My personal trainer at B Active had me on the treadmill running for 45 minutes last week. I did some pondering while I was there. Where had I come from? Where am I now? I have finished one month of Tribe Nutrition food and stepped into a balanced healthy lifestyle after – I say balanced as I still have pizza and dessert, just not every day. I have finished 10 sessions of training alongside a trainer who put up with me bouncing around like a ball.During this I was sick for almost two weeks, fighting a bug while detoxing.
I was so unsure about my body and went crying to the hospital, feeling weak and emotionally drained. The doctor ran all the tests, and prescribed antibiotics and rest. Then he sent me to a lady in the hospital who would “help me breathe”. Now I was already breathing all day long, so what was she going to do? Turned out to be a lot actually. I broke down having such a bad day and needed some extra help taking a breath.
Hailie, my personal trainer, likes me to breathe all the time. I seem to forget often. Beijing has made me think about breathing more than anywhere else, as the air makes it hard sometimes. Somebody pointed out to me that we breathe more than we eat so it is important that the air is great. I have 10 air purifiers in my home, and the gym I work out at promises clean air. My work environment has over-the-top air purifying equipment, and the air is at a constant AQI of 1.
My doctor at Oasis Hospital sent me over to Nathalie Sophrologue, a mindfulness and stress management practitioner at the hospital. I was happy to see her.

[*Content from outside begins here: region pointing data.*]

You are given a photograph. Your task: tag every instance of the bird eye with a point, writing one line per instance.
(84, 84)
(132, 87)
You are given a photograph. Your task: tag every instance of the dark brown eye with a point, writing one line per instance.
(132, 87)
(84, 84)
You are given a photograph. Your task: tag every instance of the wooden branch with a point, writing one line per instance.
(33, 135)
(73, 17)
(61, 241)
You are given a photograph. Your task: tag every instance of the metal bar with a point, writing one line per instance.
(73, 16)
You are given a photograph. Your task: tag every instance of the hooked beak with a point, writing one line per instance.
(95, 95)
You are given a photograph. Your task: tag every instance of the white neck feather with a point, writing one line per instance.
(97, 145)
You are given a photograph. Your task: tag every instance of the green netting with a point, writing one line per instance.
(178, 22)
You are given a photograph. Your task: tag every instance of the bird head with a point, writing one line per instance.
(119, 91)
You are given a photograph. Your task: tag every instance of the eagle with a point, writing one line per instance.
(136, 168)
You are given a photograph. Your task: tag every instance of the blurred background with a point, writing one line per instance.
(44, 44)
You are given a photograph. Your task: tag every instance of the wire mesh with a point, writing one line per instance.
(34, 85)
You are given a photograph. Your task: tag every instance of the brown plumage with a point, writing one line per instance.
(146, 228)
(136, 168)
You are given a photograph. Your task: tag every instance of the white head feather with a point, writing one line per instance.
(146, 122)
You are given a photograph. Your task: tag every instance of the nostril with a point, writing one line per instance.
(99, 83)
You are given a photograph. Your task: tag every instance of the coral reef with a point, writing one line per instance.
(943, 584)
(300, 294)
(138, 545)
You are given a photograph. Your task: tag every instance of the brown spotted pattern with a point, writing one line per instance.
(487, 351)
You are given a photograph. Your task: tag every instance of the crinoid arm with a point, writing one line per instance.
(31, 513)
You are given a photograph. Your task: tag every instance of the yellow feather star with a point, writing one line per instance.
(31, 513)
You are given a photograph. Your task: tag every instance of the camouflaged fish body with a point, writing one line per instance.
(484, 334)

I needed somebody to be there for me that day, and she provided a safe space for me to reflect and recharge, making time to just be with myself and my own breathing. I started with telling her my story in brief. She then started with a simple guided meditation and helping me focus on my breathing. She explained that meditating is a ongoing process of learning and I should aim to practice everyday. I voiced one concern with her: that I wanted to stop using food as a excuse to celebrate my pain or happiness.
Breathing and actually feeling emotions seems like the way to go. My new way got tried and tested to the max last week, and I had some occasions that NEEDED chocolate. I tried and I succeeded in shifting my feelings. I usually get to eating as fast as possible when I get upset or happy, but not this time. I just felt through the emotions and worked through them. And I cried, I cried like a toddler. In the middle of a workout session I broke down, I cried while finishing my 10 bur-pees. Then I biked for 20 minutes while I cried some more. And that was that: no food, just tears.
Pauline is a passionate international mother who wants to show that Beijing is not a unhealthy city, proving that it’s possible to become a healthy mother and woman, with the right support and resources. Mommy friends, colleagues, family, Tribe Nutrition, B Active Fitness, and now the rest of Beijing will be her support, proving that every mother deserves to have a healthy body and mind; tackling her own food issues along the way and showing the rough, the ugly and honest way she does this.